O líder do Executivo considera que é um "dia triste" pela primeira morte em Portugal provocada pelo surto do novo coronavírus e defende que as medidas para combater a epidemia "têm que ser tomadas consoante as necessidades do dia a dia".

Negócios jng@negocios.pt 16 de Março de 2020 às 21:26
O primeiro-ministro, António Costa, explicou, esta segunda-feira, que as medidas para combater a Covid-19 "têm que ser tomadas consoante as necessidades do dia a dia". Em entrevista à SIC, assumiu que este foi "um dia triste", devido à morte da primeira pessoa em Portugal por infeção de coronavírus, e que tal demonstra que é preciso "dar tudo por tudo para salvar vidas".

O também líder do PS reiterou discordar da pretensão do Presidente da República, Marcelo Rebelo de Sousa, que pretende decretar já o Estado de Emergência, tendo convocado para o efeito o Conselho de Estado, que tem lugar na quarta-feira.
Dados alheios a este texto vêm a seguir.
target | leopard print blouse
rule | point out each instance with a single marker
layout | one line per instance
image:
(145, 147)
Costa é favorável a um escalar progressivo das medidas excecionais, lembra que Portugal tem "um plano jurídico que nos permite ir escalando as medidas" e, como tal, considera que a próxima fase deveria passar pelo Estado de Calamidade, o qual já permite colocar "cercas sanitárias em torno de determinadas populações".

"O Estado de Emergência é uma medida extraordinariamente grave porque implica a suspensão de um leque muito vasto de direitos, liberdades e garantias", afirmou o primeiro-ministro voltando a sinalizar o cumprimento por parte da população das indicações dadas pelas autoridades nacionais. Seja como for, e reforçando uma ideia transmitida anteriormente, assegurou que, se o Presidente da República "considerar necessário o estado de emergência, o Governo dará parecer favorável". Sobre Marcelo, disse ainda que a decisão do Chefe de Estado de se colocar em quarenta voluntária "foi inspiradora".
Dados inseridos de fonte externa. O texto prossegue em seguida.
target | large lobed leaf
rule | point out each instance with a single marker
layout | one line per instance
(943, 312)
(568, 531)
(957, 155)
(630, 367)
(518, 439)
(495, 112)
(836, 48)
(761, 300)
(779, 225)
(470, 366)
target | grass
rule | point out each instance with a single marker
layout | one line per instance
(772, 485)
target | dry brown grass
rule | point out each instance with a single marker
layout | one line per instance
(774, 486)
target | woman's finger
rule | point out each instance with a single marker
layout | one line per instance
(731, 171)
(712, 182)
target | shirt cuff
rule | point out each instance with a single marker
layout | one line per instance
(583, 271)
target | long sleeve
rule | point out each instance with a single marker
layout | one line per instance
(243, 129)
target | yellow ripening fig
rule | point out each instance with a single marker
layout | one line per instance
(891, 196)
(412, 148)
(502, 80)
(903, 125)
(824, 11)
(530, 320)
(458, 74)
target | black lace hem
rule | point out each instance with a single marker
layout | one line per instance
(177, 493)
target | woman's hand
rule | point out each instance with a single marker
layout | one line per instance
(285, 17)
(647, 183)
"Temos encerrado estabelecimentos, como escolas, bares e discotecas, que pela aglomeração de pessoas aumentam o risco de contaminação", recordou o líder do Executivo, sublinhando ainda que houve medidas aplicadas aos próprios centros comerciais.

"Nesta fase de contenção e mitigação, há uma enorme responsabilidade de todos nós, mas temos de manter a sociedade em movimento", frisou, reforçando: "O Governo deve intervir no estritamente essencial." 

Durante a entrevista, Costa confessou ainda que, "a prazo", pode vir a acontecer ser preciso "ter meios legais para colocar empresas a trabalhar e fazer requisição civil". 

Portugal registou, esta segunda-feira, a primeira morte por Covid-19, um homem de 80 anos, com "várias patologias associadas" que estava internado há vários dias no Hospital de Santa Maria, em Lisboa. De acordo com a Direção Geral da Saúde, há 331 pessoas infetadas até hoje.

Dos casos confirmados, 192 estão a recuperar em casa e 139 estão internados, 18 dos quais em Unidades de Cuidados Intensivos (UCI). O boletim da DGS assinala 2.908 casos suspeitos até hoje, dos quais 374 aguardavam resultado laboratorial. Das pessoas infetadas em Portugal, três recuperaram. Há 4.592 contactos em vigilância pelas autoridades de saúde. Atualmente, existem 18 cadeias de transmissão ativas em Portugal, mais quatro do que no domingo.

O número de mortes relacionadas com o novo coronavírus excedeu os 7 mil em todo o mundo, após o anúncio pela Itália de 349 novos óbitos. Segundo a AFP, existem 175.530 casos de contaminação identificados em 145 países e territórios, desde o princípio da pandemia, em dezembro passado.